She looked at him, expression inscrutable. She touched his face, traced his eyebrows with a fingertip. His chin. She kissed him, then, fully on the mouth, soft and sweet.

Then she got out of the car and went inside the house.

* * *

Alice. Answer the door. I’m not leaving until you talk to me.

—Mick to Alice, text

* * *

What more is there, other than wanting you?

Alice couldn’t decide if that were better or worse than Mick loving her “on some level,” which she’d previously thought to be possibly the most horrifically disappointing and gut-wrenching thing anyone had ever said to her. She thought that love on any level had to be better than there being nothing more than wanting. Either way, once again she’d asked and once more she’d been given an answer.

She’d cried herself sick in the shower this morning, but she wasn’t going to do that now. She wasn’t sure what she was going to do. But it wasn’t that.

What she’d said to her sister still felt true. Mick was never going feel about her the way she felt about him. The question was, what was Alice going to do about it.

For now, she thought, she was going to finish unpacking and doing her laundry. The rest would come later, because that was how life worked. Shit happened. You got through it. Sometimes it was easy, sometimes it was hard, she thought grimly, but one way or another, you did it.

She hadn’t noticed her phone’s buzzing until she came out of the laundry room and found it on the kitchen table. Several missed texts from Mick. A call that had come in only a minute or so ago. Before she could even listen to the voice mail, her doorbell rang.

She knew it was him before she opened the door. Talk about déjà vu. What she had not expected was the look of despair on Mick’s face when he came through the doorway.

“What’s going on?” he demanded. “Is there someone else?”

“What?” Shocked, Alice took a step back, then another. He followed her into the kitchen, where she drew a glass of water to help calm her stomach.

“What’s his name. Bob? Bill? That asshole you were seeing when we got back together. Is it him?”

A flash of guilt poked her, but Alice hadn’t done more than exchange a few texts with Bill in months. The guilt lasted only seconds, replaced by a thin anger. “What the hell are you talking about? There is nobody else!”

Mick, breathing hard, a little wild-eyed, ran a hand through his hair and whirled on her. “Then what the hell is going on with you?”

“You. You’re what’s going on with me.” The words popped out of her before she could stop them, but once they were out, she didn’t even want to take them back.

Mick visibly deflated. “… What? What are you talking about?”

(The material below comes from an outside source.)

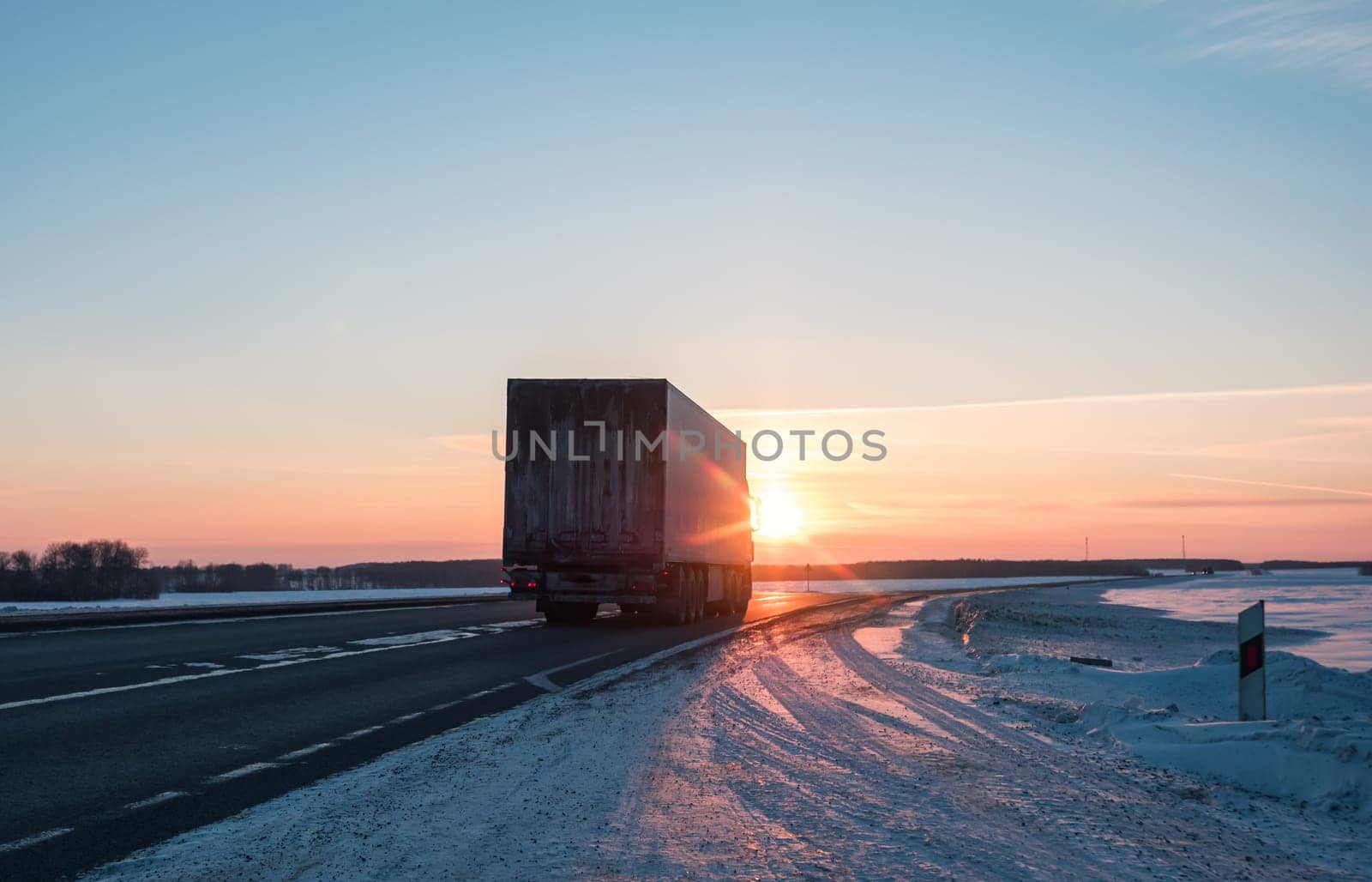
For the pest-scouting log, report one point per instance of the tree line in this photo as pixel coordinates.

“This isn’t working, Mick.”

There. She’d said it. Out loud, to him, no taking it back. Just as she’d hopped on a train months ago at Bernie’s house, now Alice was once more taking a ride. Only this time it was no slow-moving locomotive but the bullet train, no stops. Only one destination.

End of the line.

“I don’t understand,” he said.

Alice swallowed hard and shook her head. “Some things just don’t work. Us. This. Second chances. Things don’t change—”

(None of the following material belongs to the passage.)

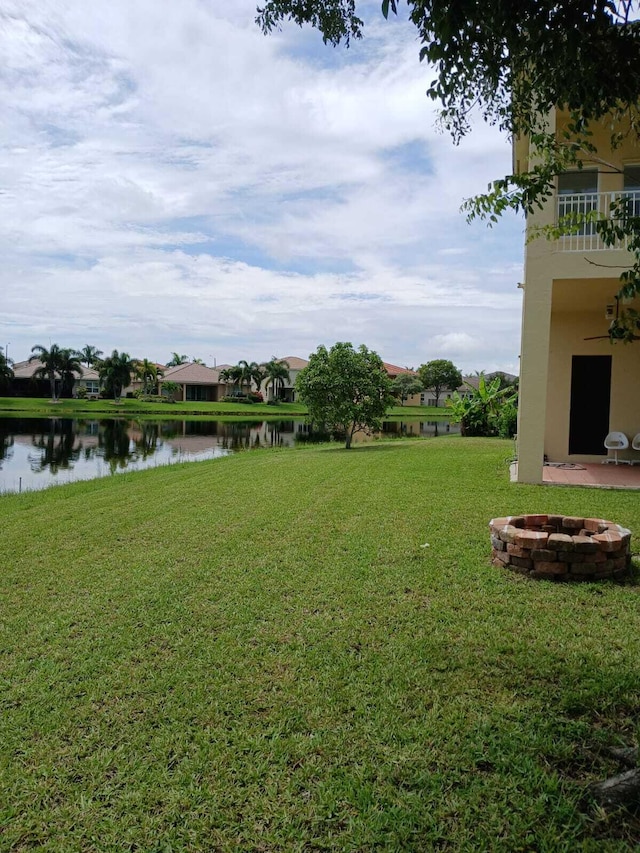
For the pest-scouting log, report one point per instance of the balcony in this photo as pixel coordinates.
(585, 238)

“Everything’s changed.” He threw out his hands, then curled them into helpless fists. “I answer your calls and your texts. I’m there for you when you need me, I would never leave you sitting the way I did that other time. And I never blamed you for hating me over that, Alice, believe me, I know what an asshole I was, but even murder has a statute of limitations. How much more do I have to prove to you that things are different?”

“But they’re not,” Alice said, voice hard. “Not really.”

“How can you say that? I’ve done everything for you. Everything.” To her horror, his breath hitched. Mick sank into a kitchen chair and put his head in his hands for a second before giving her a look of naked confusion. “What more do you need from me?”

She blinked at him, not sure if she should be furious or desperate or numb. “What do you mean, everything?”

“I try to take care of you,” Mick said in a low voice. “The best way I can. Obviously, it’s not enough for you, and if that’s the case, I don’t know what more I can do.”

She thought of coffee made the way she liked it. Of the closet door he’d fixed. Faucet he’d repaired. Tires, rotated. Alice forced away a sob, thinking of the myriad ways Mick had taken care of her. Of all the things he’d done … but all the things he’d never said.

Before she could say anything, Mick stood. “I showed up at your door and told you that I love you and I want to be with you, that I’d do anything to prove it—”

Finally, at this, she lost it. “Love me? You showed up at my door, all right, but you didn’t say you
loved
me. You said you wanted me. ‘I
want
you more than I’ve ever wanted any woman, Alice.’ That’s what you said. And whenever I asked you about us, you said … you said it was fun. Over and over again, just fun.” Her breath hitched and choked. “So you’re going to blame me for thinking that meant you just wanted to fuck me?”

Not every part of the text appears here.